Producing wasn't so boring after all for Kline, who's gone on to fill that role for Adam Brand, Terri Clark, John King, Maggie Rose, Tara Thompson, Stephanie Quayle and others.
"I've kind of fallen in love with the development process of getting in there with an artist and kind of figuring out what their sound is," Kline said. "It's a fun thing to use a different part of your brain with the production. I would probably go a little bit crazy if I was all day, every day only writing songs and just hoping people would cut songs. It's nice to switch it up and go in the studio and be apart of that creative process and feel like you have a little bit more say in what happens with the songs that you're writing with the artists that you're working with."
The voice Kline brings as a co-writer and producer helped craft a groundbreaking hit relatable to Arts, her collaborators and her fans.
"I think there's definitely an advantage to women working with women," she said. "I think we have shared experiences and listened to a lot of the same stuff growing up and know what really tugs at our heartstrings or what we are drawn to or what [Arts'] fanbase might be drawn to.
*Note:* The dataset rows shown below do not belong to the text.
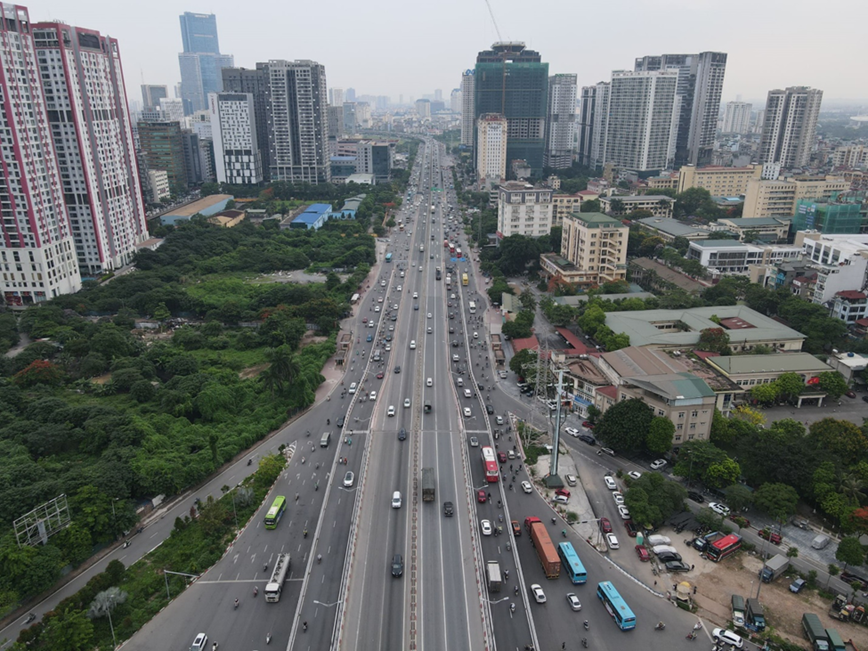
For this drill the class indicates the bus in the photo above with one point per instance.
(489, 464)
(617, 607)
(570, 561)
(275, 512)
(722, 548)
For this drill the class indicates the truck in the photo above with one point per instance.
(495, 581)
(755, 618)
(428, 484)
(815, 632)
(548, 555)
(278, 576)
(774, 567)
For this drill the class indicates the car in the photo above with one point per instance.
(727, 637)
(676, 566)
(696, 497)
(397, 565)
(538, 595)
(772, 536)
(797, 585)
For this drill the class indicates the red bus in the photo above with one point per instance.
(722, 548)
(489, 464)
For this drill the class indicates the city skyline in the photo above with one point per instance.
(150, 44)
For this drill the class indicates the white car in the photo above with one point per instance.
(727, 637)
(538, 595)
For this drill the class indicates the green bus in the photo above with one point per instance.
(275, 512)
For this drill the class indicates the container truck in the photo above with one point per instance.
(548, 555)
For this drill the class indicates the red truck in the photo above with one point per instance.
(545, 549)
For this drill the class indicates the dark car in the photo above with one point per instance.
(397, 565)
(677, 566)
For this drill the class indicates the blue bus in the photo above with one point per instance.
(571, 563)
(617, 607)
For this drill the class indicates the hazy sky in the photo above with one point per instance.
(392, 47)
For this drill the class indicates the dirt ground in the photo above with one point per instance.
(716, 583)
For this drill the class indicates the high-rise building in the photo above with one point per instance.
(151, 95)
(298, 121)
(561, 121)
(200, 68)
(83, 82)
(37, 249)
(236, 148)
(468, 116)
(790, 125)
(513, 81)
(491, 147)
(641, 119)
(700, 84)
(736, 119)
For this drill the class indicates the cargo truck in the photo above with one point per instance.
(495, 581)
(548, 555)
(774, 567)
(428, 484)
(815, 632)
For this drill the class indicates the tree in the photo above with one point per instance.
(625, 425)
(660, 433)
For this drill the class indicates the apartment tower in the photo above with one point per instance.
(38, 250)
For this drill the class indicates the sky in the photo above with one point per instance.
(394, 47)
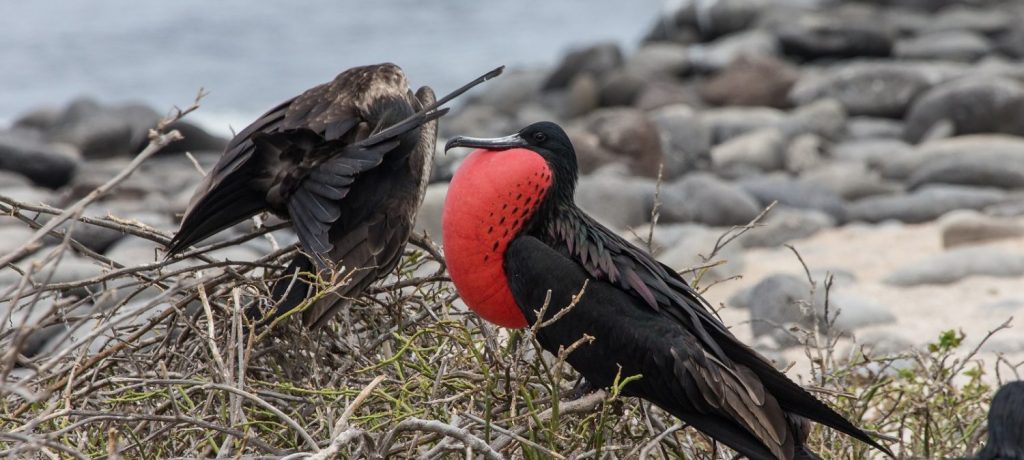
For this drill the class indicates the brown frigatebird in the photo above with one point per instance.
(347, 162)
(512, 234)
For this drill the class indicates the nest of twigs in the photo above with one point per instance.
(404, 373)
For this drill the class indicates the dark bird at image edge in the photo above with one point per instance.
(347, 162)
(512, 233)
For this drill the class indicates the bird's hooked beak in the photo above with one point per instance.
(493, 143)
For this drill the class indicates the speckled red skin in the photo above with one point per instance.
(489, 199)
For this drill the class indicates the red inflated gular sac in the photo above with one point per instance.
(489, 199)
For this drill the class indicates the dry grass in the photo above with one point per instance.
(406, 373)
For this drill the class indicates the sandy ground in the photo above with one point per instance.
(870, 253)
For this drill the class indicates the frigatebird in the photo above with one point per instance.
(1006, 424)
(513, 235)
(347, 162)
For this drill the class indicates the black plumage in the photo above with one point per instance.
(1006, 424)
(646, 321)
(347, 162)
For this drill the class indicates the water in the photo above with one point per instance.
(249, 57)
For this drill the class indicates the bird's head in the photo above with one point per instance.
(544, 138)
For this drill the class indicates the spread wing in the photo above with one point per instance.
(608, 257)
(678, 373)
(369, 247)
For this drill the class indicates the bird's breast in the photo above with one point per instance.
(491, 198)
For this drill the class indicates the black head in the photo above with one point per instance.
(546, 138)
I think there's definitely an advantage to that, just like there's probably an advantage sometimes to dudes that are working together in their shared experience, as well."
"Somebody Like That's" meteoric rise earned headlines for Kline from the likes of Forbes and People. Each article pointed more eyes and ears to much-needed representation for women interested in becoming producers or engineers.
"I do think even just from when I started producing and became aware of the handful of female producers and engineers in town, I think that has started to grow pretty rapidly," Kline added. "I mean, we're still obviously the minority in town, but just in the last two years, I have met a couple of really great, up-and-coming female producers. One who's really awesome, Karen Kosowski, produces Mickey Guyton and she's done some really awesome stuff for her. There's some other really great female producers and engineers. The more that women see other women producing and engineering, the more that they just don't even think that they shouldn't be doing that."
The curiosity that's moved music business mountains already for Kline remains unquenched as she enters the next phase of her career and learns from a fellow guitarist turned producer.
"I just signed a publishing deal that's a venture with Dann Huff. I'm looking forward to learning from the master," she said. "I've been able to crash some of the sessions that he's had before and learn from him and hang out and he'll show me what he's working on or how he recorded something. Just trying to get better as a producer, always."